Hint $\ $ $\rm\:p(x)\:$ is constant $\rm = p(0)\:$ since $\rm\:p(x)-p(0)\:$ has infinitely many roots $\rm\:x = 0,3,6,9\ldots$ hence is the zero polynomial.

Remark $\ $ I presume that your polynomial has coefficients over some field such as $\rm\:\Bbb Q, \Bbb R, \Bbb C,\:$ where the subset $\rm\{0,3,6,\ldots\}$ is infinite. It may fail otherwise, e.g. $\rm\:p(x\!+\!3) = p(x)\:$ for all polynomials over $\rm\,\Bbb Z/3 =$ integers mod $3.$

Generally, that a polynomial with more roots than its degree must be the zero polynomial, is equivalent to: $ $ the coefficient ring $\rm\,R\,$ is an integral domain, i.e. for all $\rm\:\forall a,b\in R\!:\:$ $\rm\: ab=0\:\Rightarrow\:a=0\ \ or\ \ b=0.$


An addendum to the other answers. You did not specify a field.
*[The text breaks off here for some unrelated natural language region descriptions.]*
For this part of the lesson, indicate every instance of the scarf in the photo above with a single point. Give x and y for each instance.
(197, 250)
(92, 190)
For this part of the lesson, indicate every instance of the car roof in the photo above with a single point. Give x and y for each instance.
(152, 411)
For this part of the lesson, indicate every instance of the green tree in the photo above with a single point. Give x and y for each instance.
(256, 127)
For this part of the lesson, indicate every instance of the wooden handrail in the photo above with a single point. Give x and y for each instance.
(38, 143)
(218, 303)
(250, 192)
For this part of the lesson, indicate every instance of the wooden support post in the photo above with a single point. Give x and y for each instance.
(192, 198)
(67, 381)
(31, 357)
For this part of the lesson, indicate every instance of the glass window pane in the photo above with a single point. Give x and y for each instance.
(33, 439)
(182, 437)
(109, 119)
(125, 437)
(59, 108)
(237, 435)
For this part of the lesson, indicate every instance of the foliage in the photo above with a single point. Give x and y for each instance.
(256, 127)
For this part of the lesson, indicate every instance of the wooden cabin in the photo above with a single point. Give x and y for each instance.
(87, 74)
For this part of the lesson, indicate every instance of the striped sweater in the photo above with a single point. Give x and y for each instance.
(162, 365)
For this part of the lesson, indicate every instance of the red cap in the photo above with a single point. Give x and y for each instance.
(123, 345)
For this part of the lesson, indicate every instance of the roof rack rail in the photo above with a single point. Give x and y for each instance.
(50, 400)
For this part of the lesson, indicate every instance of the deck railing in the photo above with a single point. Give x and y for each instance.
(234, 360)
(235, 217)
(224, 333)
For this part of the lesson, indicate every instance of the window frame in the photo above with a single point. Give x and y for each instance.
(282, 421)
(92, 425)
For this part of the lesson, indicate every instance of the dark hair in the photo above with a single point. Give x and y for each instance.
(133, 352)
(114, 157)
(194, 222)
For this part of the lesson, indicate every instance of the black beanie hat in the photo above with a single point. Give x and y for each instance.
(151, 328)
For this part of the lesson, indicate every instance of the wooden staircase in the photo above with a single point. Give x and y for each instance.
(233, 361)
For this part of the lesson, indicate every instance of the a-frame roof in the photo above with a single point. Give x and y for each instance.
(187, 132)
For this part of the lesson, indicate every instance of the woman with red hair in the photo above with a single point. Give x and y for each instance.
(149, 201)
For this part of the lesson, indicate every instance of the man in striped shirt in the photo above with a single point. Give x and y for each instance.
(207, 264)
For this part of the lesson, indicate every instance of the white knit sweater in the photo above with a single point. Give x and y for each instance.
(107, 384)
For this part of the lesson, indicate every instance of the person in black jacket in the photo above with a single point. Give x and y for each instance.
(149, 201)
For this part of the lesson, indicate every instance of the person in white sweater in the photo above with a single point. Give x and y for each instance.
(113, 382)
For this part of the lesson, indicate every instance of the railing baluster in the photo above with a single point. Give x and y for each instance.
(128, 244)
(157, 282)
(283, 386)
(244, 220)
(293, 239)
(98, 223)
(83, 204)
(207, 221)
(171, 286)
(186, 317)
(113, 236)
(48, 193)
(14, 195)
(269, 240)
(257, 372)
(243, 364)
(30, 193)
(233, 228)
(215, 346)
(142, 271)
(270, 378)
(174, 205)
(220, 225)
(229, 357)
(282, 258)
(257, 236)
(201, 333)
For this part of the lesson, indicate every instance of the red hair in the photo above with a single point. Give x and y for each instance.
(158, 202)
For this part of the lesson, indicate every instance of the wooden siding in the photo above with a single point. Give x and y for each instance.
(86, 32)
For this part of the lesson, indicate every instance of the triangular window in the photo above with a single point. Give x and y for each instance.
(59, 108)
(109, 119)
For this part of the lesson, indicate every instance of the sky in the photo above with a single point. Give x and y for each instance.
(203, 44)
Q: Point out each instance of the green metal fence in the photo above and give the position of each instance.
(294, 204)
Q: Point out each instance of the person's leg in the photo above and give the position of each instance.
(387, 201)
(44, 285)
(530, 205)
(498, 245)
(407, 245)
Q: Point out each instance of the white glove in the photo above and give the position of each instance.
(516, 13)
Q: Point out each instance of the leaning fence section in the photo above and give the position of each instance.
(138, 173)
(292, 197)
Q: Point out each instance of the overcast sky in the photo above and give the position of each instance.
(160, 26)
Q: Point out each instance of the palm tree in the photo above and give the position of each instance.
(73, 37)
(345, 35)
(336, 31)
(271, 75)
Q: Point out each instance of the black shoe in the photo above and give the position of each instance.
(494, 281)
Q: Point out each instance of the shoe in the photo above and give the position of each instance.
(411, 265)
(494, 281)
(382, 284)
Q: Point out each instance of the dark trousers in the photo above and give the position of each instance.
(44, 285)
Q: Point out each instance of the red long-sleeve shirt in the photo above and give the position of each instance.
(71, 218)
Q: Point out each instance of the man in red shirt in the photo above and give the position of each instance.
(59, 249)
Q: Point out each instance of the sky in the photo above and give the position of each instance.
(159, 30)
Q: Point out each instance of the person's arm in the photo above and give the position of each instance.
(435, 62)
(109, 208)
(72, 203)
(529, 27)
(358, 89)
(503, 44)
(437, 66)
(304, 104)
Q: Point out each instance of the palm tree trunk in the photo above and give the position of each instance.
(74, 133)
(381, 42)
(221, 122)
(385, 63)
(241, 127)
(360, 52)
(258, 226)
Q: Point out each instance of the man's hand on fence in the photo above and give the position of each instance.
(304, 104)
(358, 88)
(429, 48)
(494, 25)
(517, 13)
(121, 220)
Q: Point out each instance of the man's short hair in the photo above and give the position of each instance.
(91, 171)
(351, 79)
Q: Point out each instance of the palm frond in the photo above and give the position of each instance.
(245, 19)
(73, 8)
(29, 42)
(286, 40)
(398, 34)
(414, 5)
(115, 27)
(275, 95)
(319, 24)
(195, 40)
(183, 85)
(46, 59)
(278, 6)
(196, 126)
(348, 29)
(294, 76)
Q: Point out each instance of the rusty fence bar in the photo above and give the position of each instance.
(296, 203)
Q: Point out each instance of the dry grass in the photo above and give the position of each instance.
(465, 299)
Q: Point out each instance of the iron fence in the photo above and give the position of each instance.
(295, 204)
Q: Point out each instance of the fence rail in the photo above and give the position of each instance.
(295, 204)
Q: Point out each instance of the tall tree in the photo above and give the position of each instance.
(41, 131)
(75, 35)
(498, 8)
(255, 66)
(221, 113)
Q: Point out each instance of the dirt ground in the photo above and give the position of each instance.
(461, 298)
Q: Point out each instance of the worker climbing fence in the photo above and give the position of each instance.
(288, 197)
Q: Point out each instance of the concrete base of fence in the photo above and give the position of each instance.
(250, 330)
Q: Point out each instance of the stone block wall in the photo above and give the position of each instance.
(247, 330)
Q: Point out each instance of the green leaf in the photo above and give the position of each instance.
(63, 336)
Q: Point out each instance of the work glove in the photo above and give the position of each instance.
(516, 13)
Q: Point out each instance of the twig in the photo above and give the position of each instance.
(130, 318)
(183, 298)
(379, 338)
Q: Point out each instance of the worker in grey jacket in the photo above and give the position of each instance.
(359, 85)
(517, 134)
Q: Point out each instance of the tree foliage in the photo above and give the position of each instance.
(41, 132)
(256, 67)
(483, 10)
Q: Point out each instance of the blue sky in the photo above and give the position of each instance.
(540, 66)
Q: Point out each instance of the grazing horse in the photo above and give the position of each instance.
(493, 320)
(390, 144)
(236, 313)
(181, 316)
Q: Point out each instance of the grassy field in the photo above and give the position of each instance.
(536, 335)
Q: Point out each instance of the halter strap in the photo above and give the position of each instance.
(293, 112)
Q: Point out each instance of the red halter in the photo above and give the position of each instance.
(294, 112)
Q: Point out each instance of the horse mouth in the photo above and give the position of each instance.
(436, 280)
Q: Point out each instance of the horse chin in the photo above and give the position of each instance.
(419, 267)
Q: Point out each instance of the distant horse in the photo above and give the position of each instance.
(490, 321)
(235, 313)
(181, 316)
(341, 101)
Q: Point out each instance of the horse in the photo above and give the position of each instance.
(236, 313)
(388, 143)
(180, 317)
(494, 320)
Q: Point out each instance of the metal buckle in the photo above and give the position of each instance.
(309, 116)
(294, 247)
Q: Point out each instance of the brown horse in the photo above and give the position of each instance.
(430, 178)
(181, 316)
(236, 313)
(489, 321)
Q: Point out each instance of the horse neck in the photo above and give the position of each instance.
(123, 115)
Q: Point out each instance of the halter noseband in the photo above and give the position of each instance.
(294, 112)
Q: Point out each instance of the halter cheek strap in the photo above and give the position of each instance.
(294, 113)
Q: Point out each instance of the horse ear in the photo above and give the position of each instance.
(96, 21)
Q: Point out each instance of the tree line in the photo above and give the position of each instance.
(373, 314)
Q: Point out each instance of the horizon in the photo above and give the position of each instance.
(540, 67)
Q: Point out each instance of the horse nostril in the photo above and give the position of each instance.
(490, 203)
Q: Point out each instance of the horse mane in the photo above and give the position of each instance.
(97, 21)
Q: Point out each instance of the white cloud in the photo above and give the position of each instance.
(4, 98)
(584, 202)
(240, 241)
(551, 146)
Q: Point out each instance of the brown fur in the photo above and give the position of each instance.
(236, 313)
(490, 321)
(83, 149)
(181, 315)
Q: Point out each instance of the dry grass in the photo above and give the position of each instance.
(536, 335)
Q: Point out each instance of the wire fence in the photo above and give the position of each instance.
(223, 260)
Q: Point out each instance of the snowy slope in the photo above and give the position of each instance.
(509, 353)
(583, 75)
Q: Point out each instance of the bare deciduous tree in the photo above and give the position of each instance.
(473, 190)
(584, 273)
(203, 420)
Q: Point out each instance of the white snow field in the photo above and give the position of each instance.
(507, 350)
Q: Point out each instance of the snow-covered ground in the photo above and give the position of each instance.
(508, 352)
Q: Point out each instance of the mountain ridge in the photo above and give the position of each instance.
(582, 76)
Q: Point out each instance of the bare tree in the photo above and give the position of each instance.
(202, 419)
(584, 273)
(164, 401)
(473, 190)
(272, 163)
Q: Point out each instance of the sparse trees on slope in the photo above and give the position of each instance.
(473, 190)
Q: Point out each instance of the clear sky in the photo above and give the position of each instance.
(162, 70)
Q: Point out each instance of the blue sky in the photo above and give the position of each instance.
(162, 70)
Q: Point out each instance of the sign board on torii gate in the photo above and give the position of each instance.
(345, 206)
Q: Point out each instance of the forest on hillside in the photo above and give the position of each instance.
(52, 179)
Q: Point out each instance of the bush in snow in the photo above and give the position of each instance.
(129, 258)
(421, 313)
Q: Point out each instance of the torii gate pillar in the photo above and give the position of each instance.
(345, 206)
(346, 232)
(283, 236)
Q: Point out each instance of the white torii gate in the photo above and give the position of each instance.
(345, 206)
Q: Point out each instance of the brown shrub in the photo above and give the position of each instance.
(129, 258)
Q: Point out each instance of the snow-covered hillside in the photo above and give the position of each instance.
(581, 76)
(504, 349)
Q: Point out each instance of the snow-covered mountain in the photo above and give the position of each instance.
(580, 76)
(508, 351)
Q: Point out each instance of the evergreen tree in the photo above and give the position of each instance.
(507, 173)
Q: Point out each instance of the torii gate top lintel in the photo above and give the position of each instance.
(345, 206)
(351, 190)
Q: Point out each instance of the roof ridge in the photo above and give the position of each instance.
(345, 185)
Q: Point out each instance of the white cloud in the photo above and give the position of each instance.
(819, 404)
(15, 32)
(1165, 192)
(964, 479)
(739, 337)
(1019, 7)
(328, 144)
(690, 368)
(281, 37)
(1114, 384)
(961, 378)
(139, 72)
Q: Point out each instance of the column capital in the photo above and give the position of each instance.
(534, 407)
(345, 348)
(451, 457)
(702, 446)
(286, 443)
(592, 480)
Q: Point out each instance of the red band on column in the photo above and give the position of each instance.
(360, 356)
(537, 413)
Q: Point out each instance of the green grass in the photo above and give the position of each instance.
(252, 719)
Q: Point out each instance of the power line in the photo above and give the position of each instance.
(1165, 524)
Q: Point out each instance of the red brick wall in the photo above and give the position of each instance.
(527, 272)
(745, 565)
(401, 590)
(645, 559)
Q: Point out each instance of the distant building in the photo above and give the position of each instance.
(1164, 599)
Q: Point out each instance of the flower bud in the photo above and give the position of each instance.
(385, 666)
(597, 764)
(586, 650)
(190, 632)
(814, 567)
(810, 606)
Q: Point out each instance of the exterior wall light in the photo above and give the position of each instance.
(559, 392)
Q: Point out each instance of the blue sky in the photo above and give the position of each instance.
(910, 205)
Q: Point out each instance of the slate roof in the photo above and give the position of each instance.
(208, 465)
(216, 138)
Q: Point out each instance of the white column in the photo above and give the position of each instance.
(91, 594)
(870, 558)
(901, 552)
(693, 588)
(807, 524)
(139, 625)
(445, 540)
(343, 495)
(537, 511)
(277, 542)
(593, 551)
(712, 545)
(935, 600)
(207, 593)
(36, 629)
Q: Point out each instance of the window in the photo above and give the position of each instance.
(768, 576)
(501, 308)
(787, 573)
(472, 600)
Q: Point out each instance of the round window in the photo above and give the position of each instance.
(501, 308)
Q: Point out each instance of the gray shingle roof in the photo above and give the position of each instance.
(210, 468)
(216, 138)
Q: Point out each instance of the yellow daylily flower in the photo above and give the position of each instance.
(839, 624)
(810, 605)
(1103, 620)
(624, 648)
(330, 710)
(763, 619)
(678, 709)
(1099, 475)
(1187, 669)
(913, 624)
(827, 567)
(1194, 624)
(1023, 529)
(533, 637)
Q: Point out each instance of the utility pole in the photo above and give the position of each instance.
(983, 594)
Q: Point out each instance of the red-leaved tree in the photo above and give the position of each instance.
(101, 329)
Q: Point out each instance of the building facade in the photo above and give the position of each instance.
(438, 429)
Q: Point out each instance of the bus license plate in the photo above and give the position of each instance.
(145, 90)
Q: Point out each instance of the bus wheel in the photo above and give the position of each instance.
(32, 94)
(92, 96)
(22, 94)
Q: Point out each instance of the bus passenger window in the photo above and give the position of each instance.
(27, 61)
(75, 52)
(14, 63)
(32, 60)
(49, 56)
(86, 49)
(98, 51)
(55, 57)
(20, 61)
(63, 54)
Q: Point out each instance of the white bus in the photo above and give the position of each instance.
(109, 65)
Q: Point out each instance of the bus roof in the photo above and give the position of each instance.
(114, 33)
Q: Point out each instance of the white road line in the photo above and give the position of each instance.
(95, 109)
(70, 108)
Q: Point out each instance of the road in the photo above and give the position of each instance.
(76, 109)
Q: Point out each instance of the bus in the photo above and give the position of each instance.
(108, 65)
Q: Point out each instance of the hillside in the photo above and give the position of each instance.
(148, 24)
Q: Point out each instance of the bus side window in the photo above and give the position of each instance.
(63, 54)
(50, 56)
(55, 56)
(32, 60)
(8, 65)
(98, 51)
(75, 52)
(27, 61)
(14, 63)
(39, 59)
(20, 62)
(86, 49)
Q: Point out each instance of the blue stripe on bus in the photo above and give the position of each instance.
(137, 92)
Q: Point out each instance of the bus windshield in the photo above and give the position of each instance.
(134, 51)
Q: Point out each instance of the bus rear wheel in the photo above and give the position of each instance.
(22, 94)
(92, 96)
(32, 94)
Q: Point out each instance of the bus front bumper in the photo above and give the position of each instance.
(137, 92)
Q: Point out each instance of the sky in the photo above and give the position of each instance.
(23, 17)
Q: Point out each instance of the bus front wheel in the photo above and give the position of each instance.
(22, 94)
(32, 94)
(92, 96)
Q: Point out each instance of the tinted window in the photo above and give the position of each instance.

In positive characteristic $p \ne 3$ there are non-constant polynomials with this property, for instance $$ x (x+3) (x+3 \cdot 2) \dots (x + 3 (p-1)). $$

In characteristic $3$ the condition of course holds for all polynomials.


All of the above answers are algebraic. Let's get some calculus argument:

Every non-constant polynomial has $\lim\limits_{x\to\infty} p(x)=\pm\infty$. But for a polynomial with $p(x)=p(x+3)$, you can take the sequence $x_n=x_0+3\cdot n$, which clearly advances to $\infty$ and yields $p(x_n)=p(x_{n-1}+3)=p(x_{n-1})=\ldots=p(x_0)$, which is a constant sequence. So for this polynomial $p(x)$ $\lim\limits_{x\to\infty} p(x)=\pm\infty$ is clearly wrong and the polynomial has to be constant.


Math Gems answer is what you're looking for. However, I just wanted to add something interesting. I'm assuming the $x$ in your question is a real number, integer, etc. However, if you allow $x$ to be an element of a finite field, then it doesn't follow that "periodic" polynomials must be zero. For example consider, $p(x)=x^{p}-x \in \Bbb F_{p}[x]$, then:

$p(x+3)=(x+3)^{p}-(x+3)=x^{p}+3^{p}-x-3=x^{p}+3-x-3=x^{p}-x=p(x)$.

The important facts here are in a field of characteristic $p$, $(x+y)^{p}=x^{p}+y^{p}$ and $a^{p}=a$. Also, the $3$ wasn't particularly important here, and could be replaced with any integer.